Ex-presidente do Corinthians enfrenta processo criminal por gastos pessoais com cartão do clube

A Justiça de São Paulo aceitou nesta sexta-feira, 6 de março de 2026, a denúncia do Ministério Público de São Paulo (MP-SP) contra Duílio Monteiro Alves, ex-presidente do Corinthians, tornando-o réu pelo crime de apropriação indébita. O caso envolve o uso do cartão corporativo do clube para despesas pessoais durante sua gestão, que ocorreu entre os anos de 2021 e 2023.

Detalhes dos gastos pessoais com recursos do Corinthians

De acordo com a denúncia apresentada pelo promotor Cássio Conserino, responsável pelo caso, Duílio Monteiro Alves utilizou o cartão corporativo do Corinthians para realizar gastos pessoais que totalizaram R$ 41.822. Os valores foram despendidos em estabelecimentos diversos, incluindo:

  • Freeshops em aeroportos
  • Restaurantes e hotéis
  • Salões de cabeleireiro
  • Lojas náuticas
  • Sites de venda de roupas

O Ministério Público de São Paulo afirma que essas despesas não possuíam qualquer relação com as atividades oficiais do cargo de presidente do clube, caracterizando assim o crime de apropriação indébita.

Outro executivo do Corinthians também se torna réu no processo

Além do ex-presidente Duílio Monteiro Alves, o ex-gerente financeiro do Corinthians, Roberto Gavioli, também foi incluído na denúncia e tornou-se réu por omissão. A acusação alega que Gavioli teria conhecimento dos gastos indevidos e não tomou as medidas necessárias para impedi-los ou reportá-los às autoridades competentes.
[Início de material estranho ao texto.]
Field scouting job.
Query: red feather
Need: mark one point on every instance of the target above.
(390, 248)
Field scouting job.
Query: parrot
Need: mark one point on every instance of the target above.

Ambos os acusados terão um prazo de 10 dias para apresentar suas respostas por escrito à acusação, através de seus advogados, perante o Tribunal de Justiça de São Paulo.

Decisão judicial acata denúncia mas rejeita medidas cautelares

A juíza Elaine Cristina Pulcineli Vieira Gonçalves, da 15ª Vara Criminal de São Paulo, foi a magistrada responsável por receber e analisar a denúncia do Ministério Público. Em sua decisão, a juíza aceitou integralmente a acusação de apropriação indébita, considerando que há elementos suficientes para levar o caso a julgamento.

Contudo, a magistrada não acatou os pedidos de medidas cautelares apresentados pelo MP-SP, que incluíam:

  1. Bloqueio de bens dos acusados
  2. Quebra de sigilo bancário
  3. Quebra de sigilo fiscal
  4. Outras medidas cautelares solicitadas

O caso agora segue para as próximas etapas processuais, com os acusados tendo a oportunidade de se defender das acusações perante a Justiça paulista. O Ministério Público continuará atuando na investigação e no processo, buscando a responsabilização dos envolvidos pelo suposto desvio de recursos do clube corintiano.